There is a famous Chinese saying, “failure is the mother of success”. I have experienced failure many times, but after each failure, I always strove to come back stronger than ever. It was during a problematic sixth grade that I experienced not one, but many failures in a row. At first, they overwhelming me, but eventually, I used the experience from these failures to help me improve and succeed today.
During third grade, to cure a sickness of mine, I had needed to stay in China for three long years. However, during this time, I had not read, written, or spoke any English, leaving me with zero English interaction. Not only so, the school had poor conditions and I was bullied quite often. After I came back, I had trouble communicating with my teachers and other students. I also shied away from social interaction due to my bad experience in China. Naturally, with poor English skills meant failure in other classes than English. I could not understand any of the material or any of the subjects-- be it science, history, or math--they all had my head spinning in confusion.
But I sought help from others. I managed to obtain my mother’s assistance, my English teacher’s lessons to improve my vocabulary skills, as well as the ESOL class that I went to. The challenge of relearning English was difficult at first because I had only retained the basics of the language; I had missed half of elementary school which I had to catch up on. I was frustrated at my slow progress, but this frustration helped fuel a determination, and gradually I gained back my English skills. Even throughout middle school and a little of high school, I still learned more of what I missed from English, even taking classes outside of school in order to prepare for difficult exams such as the SAT.

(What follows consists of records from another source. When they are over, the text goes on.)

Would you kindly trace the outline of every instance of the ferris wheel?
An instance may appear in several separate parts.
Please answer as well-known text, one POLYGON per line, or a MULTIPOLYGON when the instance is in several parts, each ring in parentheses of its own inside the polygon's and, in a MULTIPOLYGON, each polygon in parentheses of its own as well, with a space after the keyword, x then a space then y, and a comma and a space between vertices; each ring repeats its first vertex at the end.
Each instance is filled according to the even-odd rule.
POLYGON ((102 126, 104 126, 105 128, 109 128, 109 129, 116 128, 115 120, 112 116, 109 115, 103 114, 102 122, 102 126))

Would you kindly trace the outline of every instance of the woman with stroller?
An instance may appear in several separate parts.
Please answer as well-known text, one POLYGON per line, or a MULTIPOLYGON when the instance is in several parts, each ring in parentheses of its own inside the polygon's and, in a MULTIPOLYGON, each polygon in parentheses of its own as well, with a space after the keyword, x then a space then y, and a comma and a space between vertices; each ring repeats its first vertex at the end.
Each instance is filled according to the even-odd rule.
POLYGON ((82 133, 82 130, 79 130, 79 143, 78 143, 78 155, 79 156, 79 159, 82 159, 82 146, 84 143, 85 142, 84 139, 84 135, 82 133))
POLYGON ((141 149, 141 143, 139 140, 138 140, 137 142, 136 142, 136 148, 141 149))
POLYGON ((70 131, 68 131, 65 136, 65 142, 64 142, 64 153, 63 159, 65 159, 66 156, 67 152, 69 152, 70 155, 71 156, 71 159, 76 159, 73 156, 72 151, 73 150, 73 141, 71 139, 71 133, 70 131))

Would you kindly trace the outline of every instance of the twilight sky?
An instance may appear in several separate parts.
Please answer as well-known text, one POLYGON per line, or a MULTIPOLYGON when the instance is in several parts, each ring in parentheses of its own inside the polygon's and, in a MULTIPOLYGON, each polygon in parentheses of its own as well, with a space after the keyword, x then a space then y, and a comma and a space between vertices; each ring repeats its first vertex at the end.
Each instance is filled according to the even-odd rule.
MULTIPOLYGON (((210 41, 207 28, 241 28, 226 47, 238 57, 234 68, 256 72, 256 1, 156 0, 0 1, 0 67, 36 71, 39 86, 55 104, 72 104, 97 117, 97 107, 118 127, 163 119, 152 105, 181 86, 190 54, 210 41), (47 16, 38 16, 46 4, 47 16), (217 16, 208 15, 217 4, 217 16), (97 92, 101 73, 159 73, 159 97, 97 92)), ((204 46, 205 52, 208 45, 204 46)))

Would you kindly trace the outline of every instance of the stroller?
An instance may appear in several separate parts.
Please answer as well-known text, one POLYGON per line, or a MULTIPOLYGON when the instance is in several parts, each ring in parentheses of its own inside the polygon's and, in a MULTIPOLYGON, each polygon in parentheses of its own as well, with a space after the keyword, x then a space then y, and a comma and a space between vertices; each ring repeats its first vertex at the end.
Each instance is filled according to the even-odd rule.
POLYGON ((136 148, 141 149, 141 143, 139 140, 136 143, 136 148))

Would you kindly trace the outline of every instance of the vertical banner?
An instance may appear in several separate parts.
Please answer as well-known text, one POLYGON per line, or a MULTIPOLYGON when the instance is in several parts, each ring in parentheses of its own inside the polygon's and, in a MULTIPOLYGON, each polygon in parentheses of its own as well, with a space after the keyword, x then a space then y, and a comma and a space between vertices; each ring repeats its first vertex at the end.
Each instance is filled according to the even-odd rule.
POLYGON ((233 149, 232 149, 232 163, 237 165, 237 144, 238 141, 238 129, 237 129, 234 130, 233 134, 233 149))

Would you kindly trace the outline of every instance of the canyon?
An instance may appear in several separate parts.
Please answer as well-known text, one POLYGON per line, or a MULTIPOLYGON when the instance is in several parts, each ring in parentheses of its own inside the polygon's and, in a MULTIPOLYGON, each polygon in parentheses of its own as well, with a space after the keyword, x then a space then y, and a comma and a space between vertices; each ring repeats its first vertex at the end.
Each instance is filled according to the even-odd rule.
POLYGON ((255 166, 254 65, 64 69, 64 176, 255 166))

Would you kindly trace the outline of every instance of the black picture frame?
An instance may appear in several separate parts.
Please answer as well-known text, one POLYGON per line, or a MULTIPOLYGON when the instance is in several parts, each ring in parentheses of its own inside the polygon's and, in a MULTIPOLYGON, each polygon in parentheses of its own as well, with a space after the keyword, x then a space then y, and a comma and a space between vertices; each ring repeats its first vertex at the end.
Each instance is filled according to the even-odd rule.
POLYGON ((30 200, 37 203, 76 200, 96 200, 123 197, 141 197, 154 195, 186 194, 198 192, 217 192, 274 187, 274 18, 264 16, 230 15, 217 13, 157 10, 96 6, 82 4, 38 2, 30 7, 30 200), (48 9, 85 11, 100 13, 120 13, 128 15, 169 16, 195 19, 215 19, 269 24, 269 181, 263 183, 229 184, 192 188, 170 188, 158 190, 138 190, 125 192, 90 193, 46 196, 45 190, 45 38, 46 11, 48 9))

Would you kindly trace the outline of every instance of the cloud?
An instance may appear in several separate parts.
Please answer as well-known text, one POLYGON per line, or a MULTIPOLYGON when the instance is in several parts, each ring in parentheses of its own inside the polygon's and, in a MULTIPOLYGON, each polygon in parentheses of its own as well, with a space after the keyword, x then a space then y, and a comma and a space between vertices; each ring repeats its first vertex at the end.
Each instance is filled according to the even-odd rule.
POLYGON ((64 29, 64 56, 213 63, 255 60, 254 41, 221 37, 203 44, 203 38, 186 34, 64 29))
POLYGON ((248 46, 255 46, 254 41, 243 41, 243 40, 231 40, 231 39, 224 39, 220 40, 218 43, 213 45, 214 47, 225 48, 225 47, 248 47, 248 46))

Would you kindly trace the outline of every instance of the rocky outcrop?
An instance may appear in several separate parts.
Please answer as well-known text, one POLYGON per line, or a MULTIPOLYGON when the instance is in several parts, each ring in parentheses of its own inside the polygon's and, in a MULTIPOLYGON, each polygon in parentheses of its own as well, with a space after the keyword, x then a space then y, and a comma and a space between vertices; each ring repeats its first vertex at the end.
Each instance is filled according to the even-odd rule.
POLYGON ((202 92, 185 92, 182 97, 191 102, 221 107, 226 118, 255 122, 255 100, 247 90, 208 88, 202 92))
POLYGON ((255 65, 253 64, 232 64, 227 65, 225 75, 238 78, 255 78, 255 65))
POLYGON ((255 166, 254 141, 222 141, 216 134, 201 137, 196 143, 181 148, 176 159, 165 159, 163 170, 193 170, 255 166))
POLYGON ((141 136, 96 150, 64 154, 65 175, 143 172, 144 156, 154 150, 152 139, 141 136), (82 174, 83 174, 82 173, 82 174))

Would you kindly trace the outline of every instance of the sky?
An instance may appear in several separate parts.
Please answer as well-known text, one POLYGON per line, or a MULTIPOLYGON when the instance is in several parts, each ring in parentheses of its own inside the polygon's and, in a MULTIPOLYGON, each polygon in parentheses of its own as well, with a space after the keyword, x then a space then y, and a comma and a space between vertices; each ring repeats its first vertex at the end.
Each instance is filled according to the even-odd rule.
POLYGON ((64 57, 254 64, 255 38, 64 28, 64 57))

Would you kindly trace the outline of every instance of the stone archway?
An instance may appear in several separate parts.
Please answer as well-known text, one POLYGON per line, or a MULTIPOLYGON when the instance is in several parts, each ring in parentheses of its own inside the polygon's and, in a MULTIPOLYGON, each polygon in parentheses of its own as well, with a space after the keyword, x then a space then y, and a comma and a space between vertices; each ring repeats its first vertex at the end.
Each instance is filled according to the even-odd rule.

When I had first returned to America, I could not understand anybody around me. It was as if I had never learned English at all. But through my drive to learn in combination with my initiative in seeking help, I obtained higher levels of diction and fluency in all reading, speaking, and writing. In rare times, I still fail at a difficult subject or test in school, but whenever I do, I recall this time of trouble to motivate myself and keep trying different methods until I succeed.